教程:Gene Set Enrichment Analysis
本教程的原始帖子可以在我的 GitHub上找到。 有关我用于使此线程可用的引用列表，请参阅页面的最终结束。
Gene Ontology (GO)
• Molecular Function (MF) : 它定义了基因产物的分子活性。
• Cellular Component (CC) : 这描述了基因产物的活性/局部化。
• Biological Process (BP) : 描述基因产物活跃的途径和过程。
Kyoto Encyclopedia of Genes and Genomes (KEGG)
1- Over Representation Analysis (ORA): This is the simplest version of enrichment analysis and at the same time the most widely used approach. The concept in this approach is based on a Fisher exact test p-value in a contingency table. There is a relatively large number of web-tools R package for ORA. Personally, I am a fan of DAVID web tools however its last update was in 2016 (DAVID 6.8 Oct. 2016).
update It is happening to me to have a list of genes and want to know what are common GO terms (usually BP) for these genes regardless of statistical significance. The package
clusterProfiler provides a function
groupGO that can be used to answer these kinds of questions. I have added codes for this analysis to the GitHub repository.

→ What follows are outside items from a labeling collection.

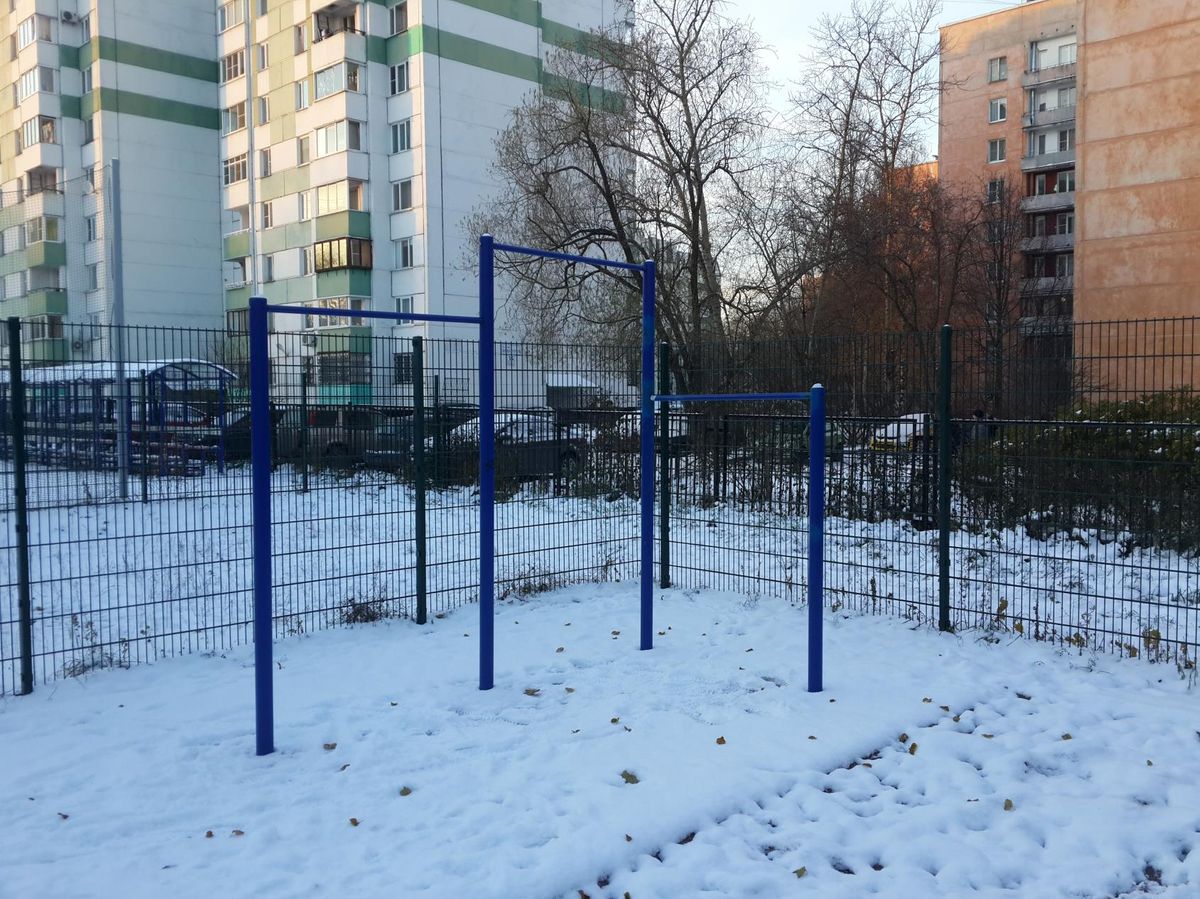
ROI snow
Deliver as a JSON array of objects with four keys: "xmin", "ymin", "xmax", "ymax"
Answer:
[{"xmin": 0, "ymin": 585, "xmax": 1200, "ymax": 899}]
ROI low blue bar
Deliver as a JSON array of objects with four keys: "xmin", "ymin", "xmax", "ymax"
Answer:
[
  {"xmin": 650, "ymin": 392, "xmax": 814, "ymax": 402},
  {"xmin": 250, "ymin": 296, "xmax": 275, "ymax": 755},
  {"xmin": 493, "ymin": 244, "xmax": 644, "ymax": 271},
  {"xmin": 809, "ymin": 384, "xmax": 826, "ymax": 693},
  {"xmin": 266, "ymin": 306, "xmax": 480, "ymax": 324}
]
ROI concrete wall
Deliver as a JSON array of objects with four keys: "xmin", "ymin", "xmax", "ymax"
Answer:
[{"xmin": 1075, "ymin": 0, "xmax": 1200, "ymax": 326}]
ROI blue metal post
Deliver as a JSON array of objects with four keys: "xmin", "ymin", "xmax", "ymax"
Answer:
[
  {"xmin": 250, "ymin": 296, "xmax": 275, "ymax": 755},
  {"xmin": 809, "ymin": 384, "xmax": 826, "ymax": 693},
  {"xmin": 638, "ymin": 259, "xmax": 666, "ymax": 649},
  {"xmin": 479, "ymin": 234, "xmax": 496, "ymax": 690}
]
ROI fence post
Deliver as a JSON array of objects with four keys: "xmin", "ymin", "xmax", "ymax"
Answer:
[
  {"xmin": 659, "ymin": 341, "xmax": 671, "ymax": 589},
  {"xmin": 300, "ymin": 358, "xmax": 311, "ymax": 493},
  {"xmin": 937, "ymin": 324, "xmax": 954, "ymax": 631},
  {"xmin": 412, "ymin": 337, "xmax": 428, "ymax": 624},
  {"xmin": 8, "ymin": 316, "xmax": 34, "ymax": 696}
]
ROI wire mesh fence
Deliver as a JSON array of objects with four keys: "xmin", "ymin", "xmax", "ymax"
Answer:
[{"xmin": 0, "ymin": 316, "xmax": 1200, "ymax": 694}]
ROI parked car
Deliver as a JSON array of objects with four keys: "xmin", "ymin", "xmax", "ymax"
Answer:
[
  {"xmin": 441, "ymin": 412, "xmax": 593, "ymax": 479},
  {"xmin": 870, "ymin": 412, "xmax": 934, "ymax": 450}
]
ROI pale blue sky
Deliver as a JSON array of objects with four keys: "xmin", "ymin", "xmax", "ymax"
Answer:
[{"xmin": 726, "ymin": 0, "xmax": 1021, "ymax": 156}]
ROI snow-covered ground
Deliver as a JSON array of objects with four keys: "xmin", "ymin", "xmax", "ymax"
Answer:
[
  {"xmin": 0, "ymin": 585, "xmax": 1200, "ymax": 899},
  {"xmin": 0, "ymin": 468, "xmax": 1200, "ymax": 695}
]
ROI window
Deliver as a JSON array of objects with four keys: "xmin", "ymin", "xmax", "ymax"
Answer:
[
  {"xmin": 391, "ymin": 178, "xmax": 413, "ymax": 212},
  {"xmin": 221, "ymin": 50, "xmax": 246, "ymax": 83},
  {"xmin": 392, "ymin": 353, "xmax": 413, "ymax": 384},
  {"xmin": 389, "ymin": 2, "xmax": 408, "ymax": 35},
  {"xmin": 313, "ymin": 238, "xmax": 371, "ymax": 271},
  {"xmin": 317, "ymin": 348, "xmax": 371, "ymax": 384},
  {"xmin": 17, "ymin": 16, "xmax": 50, "ymax": 49},
  {"xmin": 222, "ymin": 152, "xmax": 246, "ymax": 187},
  {"xmin": 390, "ymin": 60, "xmax": 410, "ymax": 94},
  {"xmin": 221, "ymin": 101, "xmax": 246, "ymax": 134},
  {"xmin": 391, "ymin": 119, "xmax": 413, "ymax": 152},
  {"xmin": 316, "ymin": 119, "xmax": 362, "ymax": 157},
  {"xmin": 217, "ymin": 0, "xmax": 246, "ymax": 31}
]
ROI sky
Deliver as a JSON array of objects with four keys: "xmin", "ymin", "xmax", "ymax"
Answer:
[{"xmin": 726, "ymin": 0, "xmax": 1020, "ymax": 157}]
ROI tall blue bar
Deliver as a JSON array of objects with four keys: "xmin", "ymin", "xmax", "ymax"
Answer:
[
  {"xmin": 809, "ymin": 384, "xmax": 826, "ymax": 693},
  {"xmin": 250, "ymin": 296, "xmax": 275, "ymax": 755},
  {"xmin": 638, "ymin": 259, "xmax": 666, "ymax": 649},
  {"xmin": 479, "ymin": 234, "xmax": 496, "ymax": 690}
]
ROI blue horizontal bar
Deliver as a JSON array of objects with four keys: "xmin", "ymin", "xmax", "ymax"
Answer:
[
  {"xmin": 492, "ymin": 244, "xmax": 644, "ymax": 271},
  {"xmin": 650, "ymin": 394, "xmax": 812, "ymax": 402},
  {"xmin": 266, "ymin": 305, "xmax": 479, "ymax": 324}
]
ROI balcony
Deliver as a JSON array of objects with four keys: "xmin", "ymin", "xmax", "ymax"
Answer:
[
  {"xmin": 1021, "ymin": 62, "xmax": 1079, "ymax": 88},
  {"xmin": 1021, "ymin": 191, "xmax": 1075, "ymax": 212},
  {"xmin": 1021, "ymin": 149, "xmax": 1075, "ymax": 172},
  {"xmin": 1021, "ymin": 106, "xmax": 1075, "ymax": 128},
  {"xmin": 1021, "ymin": 275, "xmax": 1075, "ymax": 298},
  {"xmin": 1021, "ymin": 234, "xmax": 1075, "ymax": 253}
]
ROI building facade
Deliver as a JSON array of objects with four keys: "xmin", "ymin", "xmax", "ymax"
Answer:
[{"xmin": 0, "ymin": 0, "xmax": 631, "ymax": 386}]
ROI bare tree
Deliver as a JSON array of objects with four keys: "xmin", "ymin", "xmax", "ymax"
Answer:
[{"xmin": 473, "ymin": 0, "xmax": 769, "ymax": 383}]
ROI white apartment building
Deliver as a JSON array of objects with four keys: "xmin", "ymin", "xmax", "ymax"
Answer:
[{"xmin": 0, "ymin": 0, "xmax": 632, "ymax": 384}]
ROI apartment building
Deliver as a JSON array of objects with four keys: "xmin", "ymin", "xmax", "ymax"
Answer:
[
  {"xmin": 0, "ymin": 0, "xmax": 223, "ymax": 362},
  {"xmin": 938, "ymin": 0, "xmax": 1200, "ymax": 394}
]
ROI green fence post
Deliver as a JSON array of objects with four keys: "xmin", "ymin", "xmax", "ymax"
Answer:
[
  {"xmin": 8, "ymin": 316, "xmax": 34, "ymax": 695},
  {"xmin": 659, "ymin": 341, "xmax": 671, "ymax": 588},
  {"xmin": 937, "ymin": 324, "xmax": 954, "ymax": 631},
  {"xmin": 412, "ymin": 337, "xmax": 428, "ymax": 624}
]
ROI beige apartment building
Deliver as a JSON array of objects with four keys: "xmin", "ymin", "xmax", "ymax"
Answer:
[{"xmin": 938, "ymin": 0, "xmax": 1200, "ymax": 392}]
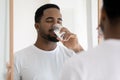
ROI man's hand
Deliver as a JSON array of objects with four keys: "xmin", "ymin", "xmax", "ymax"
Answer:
[{"xmin": 58, "ymin": 27, "xmax": 83, "ymax": 53}]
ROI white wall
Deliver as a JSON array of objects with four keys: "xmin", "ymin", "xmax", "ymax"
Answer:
[
  {"xmin": 14, "ymin": 0, "xmax": 97, "ymax": 51},
  {"xmin": 0, "ymin": 0, "xmax": 9, "ymax": 80},
  {"xmin": 14, "ymin": 0, "xmax": 49, "ymax": 52}
]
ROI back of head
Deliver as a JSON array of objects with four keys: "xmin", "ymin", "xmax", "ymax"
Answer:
[
  {"xmin": 103, "ymin": 0, "xmax": 120, "ymax": 22},
  {"xmin": 35, "ymin": 4, "xmax": 60, "ymax": 23}
]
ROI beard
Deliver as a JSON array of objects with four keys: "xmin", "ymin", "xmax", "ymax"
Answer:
[
  {"xmin": 41, "ymin": 29, "xmax": 59, "ymax": 42},
  {"xmin": 42, "ymin": 35, "xmax": 59, "ymax": 42}
]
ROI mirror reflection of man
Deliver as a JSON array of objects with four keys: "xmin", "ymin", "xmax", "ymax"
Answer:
[
  {"xmin": 60, "ymin": 0, "xmax": 120, "ymax": 80},
  {"xmin": 14, "ymin": 4, "xmax": 83, "ymax": 80}
]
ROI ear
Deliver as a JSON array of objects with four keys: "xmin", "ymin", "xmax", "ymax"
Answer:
[{"xmin": 35, "ymin": 23, "xmax": 40, "ymax": 31}]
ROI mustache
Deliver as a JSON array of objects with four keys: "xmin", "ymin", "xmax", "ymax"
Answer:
[{"xmin": 49, "ymin": 28, "xmax": 54, "ymax": 32}]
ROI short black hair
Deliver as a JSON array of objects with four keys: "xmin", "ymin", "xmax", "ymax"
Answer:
[
  {"xmin": 103, "ymin": 0, "xmax": 120, "ymax": 21},
  {"xmin": 35, "ymin": 3, "xmax": 60, "ymax": 23}
]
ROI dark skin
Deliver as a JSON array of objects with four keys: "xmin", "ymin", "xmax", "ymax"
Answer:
[
  {"xmin": 35, "ymin": 8, "xmax": 83, "ymax": 52},
  {"xmin": 101, "ymin": 8, "xmax": 120, "ymax": 39}
]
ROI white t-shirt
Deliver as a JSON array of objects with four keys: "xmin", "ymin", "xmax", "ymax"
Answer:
[
  {"xmin": 14, "ymin": 45, "xmax": 75, "ymax": 80},
  {"xmin": 60, "ymin": 39, "xmax": 120, "ymax": 80}
]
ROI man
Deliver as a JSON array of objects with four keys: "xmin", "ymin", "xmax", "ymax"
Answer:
[
  {"xmin": 14, "ymin": 4, "xmax": 82, "ymax": 80},
  {"xmin": 60, "ymin": 0, "xmax": 120, "ymax": 80}
]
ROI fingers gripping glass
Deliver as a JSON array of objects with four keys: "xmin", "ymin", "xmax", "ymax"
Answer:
[{"xmin": 53, "ymin": 24, "xmax": 65, "ymax": 40}]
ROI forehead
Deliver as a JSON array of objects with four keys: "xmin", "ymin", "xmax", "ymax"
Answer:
[{"xmin": 43, "ymin": 8, "xmax": 62, "ymax": 18}]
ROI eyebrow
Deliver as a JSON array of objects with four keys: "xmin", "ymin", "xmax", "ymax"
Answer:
[{"xmin": 46, "ymin": 17, "xmax": 62, "ymax": 21}]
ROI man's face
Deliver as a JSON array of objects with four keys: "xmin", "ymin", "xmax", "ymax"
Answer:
[{"xmin": 38, "ymin": 8, "xmax": 62, "ymax": 42}]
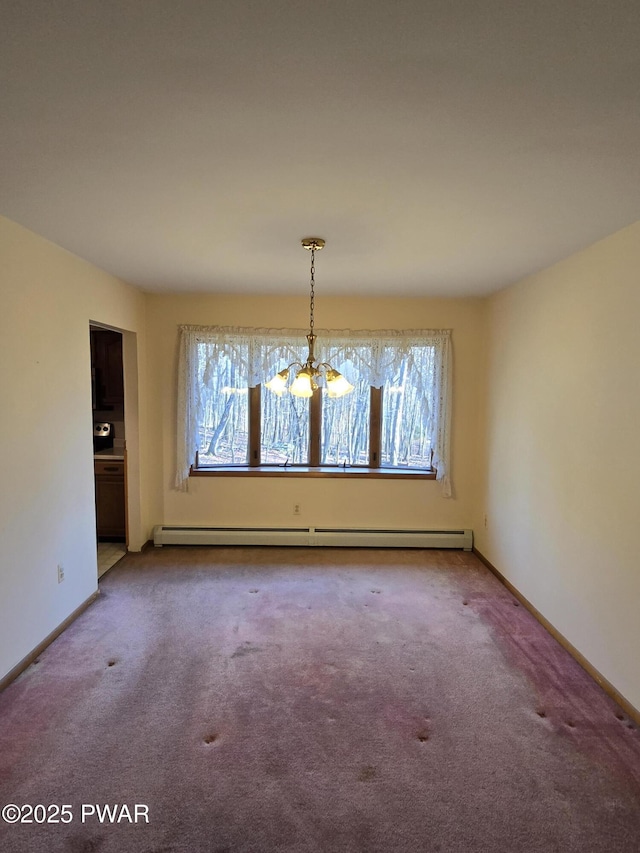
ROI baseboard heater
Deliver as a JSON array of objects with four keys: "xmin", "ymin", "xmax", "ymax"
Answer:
[{"xmin": 153, "ymin": 524, "xmax": 473, "ymax": 551}]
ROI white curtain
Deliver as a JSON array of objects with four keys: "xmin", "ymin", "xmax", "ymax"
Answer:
[{"xmin": 175, "ymin": 326, "xmax": 452, "ymax": 497}]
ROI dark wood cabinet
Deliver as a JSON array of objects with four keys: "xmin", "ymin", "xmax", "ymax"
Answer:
[
  {"xmin": 94, "ymin": 460, "xmax": 126, "ymax": 540},
  {"xmin": 91, "ymin": 329, "xmax": 124, "ymax": 409}
]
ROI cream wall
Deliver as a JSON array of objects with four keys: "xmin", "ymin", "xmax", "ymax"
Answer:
[
  {"xmin": 475, "ymin": 218, "xmax": 640, "ymax": 708},
  {"xmin": 147, "ymin": 295, "xmax": 484, "ymax": 528},
  {"xmin": 0, "ymin": 218, "xmax": 149, "ymax": 678}
]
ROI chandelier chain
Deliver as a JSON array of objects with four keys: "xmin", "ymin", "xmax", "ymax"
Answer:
[{"xmin": 309, "ymin": 249, "xmax": 316, "ymax": 334}]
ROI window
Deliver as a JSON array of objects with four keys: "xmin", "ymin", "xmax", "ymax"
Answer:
[{"xmin": 176, "ymin": 326, "xmax": 451, "ymax": 494}]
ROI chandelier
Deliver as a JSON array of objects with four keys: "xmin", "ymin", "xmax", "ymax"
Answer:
[{"xmin": 266, "ymin": 237, "xmax": 353, "ymax": 397}]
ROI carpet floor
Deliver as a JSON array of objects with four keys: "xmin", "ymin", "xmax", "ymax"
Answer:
[{"xmin": 0, "ymin": 547, "xmax": 640, "ymax": 853}]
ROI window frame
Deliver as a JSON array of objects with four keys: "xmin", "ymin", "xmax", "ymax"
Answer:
[{"xmin": 189, "ymin": 385, "xmax": 437, "ymax": 480}]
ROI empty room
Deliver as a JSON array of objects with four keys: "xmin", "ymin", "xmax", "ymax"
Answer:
[{"xmin": 0, "ymin": 0, "xmax": 640, "ymax": 853}]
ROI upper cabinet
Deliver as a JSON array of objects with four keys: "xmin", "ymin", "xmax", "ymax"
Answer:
[{"xmin": 91, "ymin": 329, "xmax": 124, "ymax": 409}]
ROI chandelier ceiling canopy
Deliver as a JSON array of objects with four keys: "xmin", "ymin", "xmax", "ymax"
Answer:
[{"xmin": 266, "ymin": 237, "xmax": 353, "ymax": 397}]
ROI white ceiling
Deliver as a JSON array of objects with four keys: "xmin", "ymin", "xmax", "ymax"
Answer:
[{"xmin": 0, "ymin": 0, "xmax": 640, "ymax": 296}]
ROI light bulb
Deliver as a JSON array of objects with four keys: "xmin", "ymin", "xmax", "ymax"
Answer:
[{"xmin": 327, "ymin": 368, "xmax": 353, "ymax": 397}]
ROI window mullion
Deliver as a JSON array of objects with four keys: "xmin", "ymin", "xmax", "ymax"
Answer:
[
  {"xmin": 369, "ymin": 387, "xmax": 382, "ymax": 468},
  {"xmin": 249, "ymin": 385, "xmax": 261, "ymax": 468},
  {"xmin": 309, "ymin": 388, "xmax": 322, "ymax": 468}
]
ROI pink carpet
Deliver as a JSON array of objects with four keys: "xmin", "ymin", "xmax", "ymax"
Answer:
[{"xmin": 0, "ymin": 547, "xmax": 640, "ymax": 853}]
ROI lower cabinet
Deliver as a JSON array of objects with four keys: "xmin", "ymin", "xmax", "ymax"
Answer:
[{"xmin": 94, "ymin": 460, "xmax": 126, "ymax": 540}]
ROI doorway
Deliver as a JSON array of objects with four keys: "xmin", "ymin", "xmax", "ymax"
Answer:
[{"xmin": 89, "ymin": 323, "xmax": 128, "ymax": 578}]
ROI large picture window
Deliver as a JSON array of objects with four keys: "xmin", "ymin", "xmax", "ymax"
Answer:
[{"xmin": 176, "ymin": 326, "xmax": 451, "ymax": 495}]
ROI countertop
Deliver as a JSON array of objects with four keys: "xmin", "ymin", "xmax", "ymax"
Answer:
[{"xmin": 93, "ymin": 447, "xmax": 124, "ymax": 462}]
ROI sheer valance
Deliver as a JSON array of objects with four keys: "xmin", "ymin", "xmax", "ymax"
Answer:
[{"xmin": 175, "ymin": 326, "xmax": 452, "ymax": 497}]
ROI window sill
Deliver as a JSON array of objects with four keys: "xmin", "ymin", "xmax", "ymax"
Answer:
[{"xmin": 189, "ymin": 465, "xmax": 436, "ymax": 480}]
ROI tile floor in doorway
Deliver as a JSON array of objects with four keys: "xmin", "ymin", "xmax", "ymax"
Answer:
[{"xmin": 98, "ymin": 542, "xmax": 127, "ymax": 578}]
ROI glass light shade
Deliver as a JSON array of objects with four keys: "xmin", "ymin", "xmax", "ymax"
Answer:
[
  {"xmin": 265, "ymin": 368, "xmax": 289, "ymax": 397},
  {"xmin": 327, "ymin": 368, "xmax": 353, "ymax": 397},
  {"xmin": 291, "ymin": 367, "xmax": 318, "ymax": 397}
]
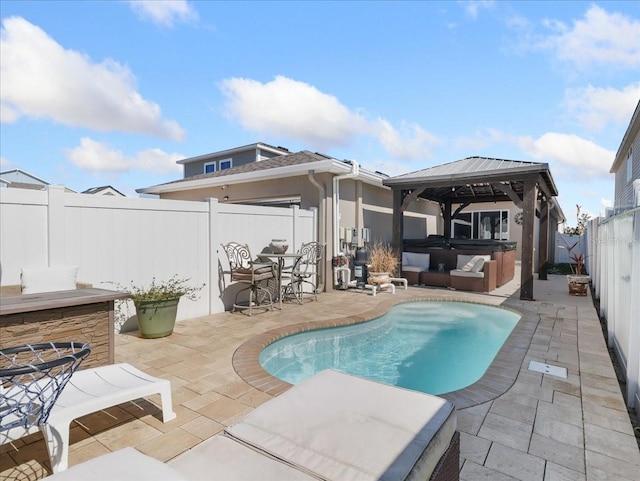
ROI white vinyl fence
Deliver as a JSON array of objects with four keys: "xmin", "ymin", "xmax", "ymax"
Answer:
[
  {"xmin": 553, "ymin": 232, "xmax": 587, "ymax": 264},
  {"xmin": 0, "ymin": 186, "xmax": 317, "ymax": 328},
  {"xmin": 587, "ymin": 208, "xmax": 640, "ymax": 411}
]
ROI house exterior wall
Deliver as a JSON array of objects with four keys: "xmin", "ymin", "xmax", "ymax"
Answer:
[
  {"xmin": 614, "ymin": 133, "xmax": 640, "ymax": 212},
  {"xmin": 161, "ymin": 173, "xmax": 442, "ymax": 256}
]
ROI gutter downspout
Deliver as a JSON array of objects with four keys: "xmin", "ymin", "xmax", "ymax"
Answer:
[
  {"xmin": 333, "ymin": 160, "xmax": 360, "ymax": 257},
  {"xmin": 307, "ymin": 170, "xmax": 331, "ymax": 292}
]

2- Gene Set Enrichment Analysis (GSEA):
It was developed by Broad Institute. This is the preferred method when genes are coming from an expression experiment like microarray and RNA-seq. However, the original methodology was designed to work on microarray but later modification made it suitable for RNA-seq also. In this approach, you need to rank your genes based on a statistic (like what
DESeq2 provides, Wald statistic), and then perform enrichment analysis against different pathways (= gene set). You have to download the gene set files into your local system. The point is that here the algorithm will use all genes in the ranked list for enrichment analysis. [in contrast to ORA where only genes passed a specific threshold (like DE ones) would be used for enrichment analysis]. You can find more details about the methodology on the original PNAS paper.. To download these gene sets in a folder go to the MSigDB website, register, and download the data.
以及最后 (3) 可视化。
1- clusterProfiler: universal enrichment tool for functional and comparative study
2- Fast Gene Set Enrichment Analysis
3- Gene set enrichment analysis: A knowledge-based approach for interpreting genome-wide expression profiles
4- DAVID Bioinformatics Resources 6.8
5- DESeq results in pathways in 60 Seconds with the fgsea package
6- Rank-rank hypergeometric overlap: identification of statistically significant overlap between gene-expression signatures
7- Clustering of DAVID gene enrichment results from gene expression studies by Kevin Blighe.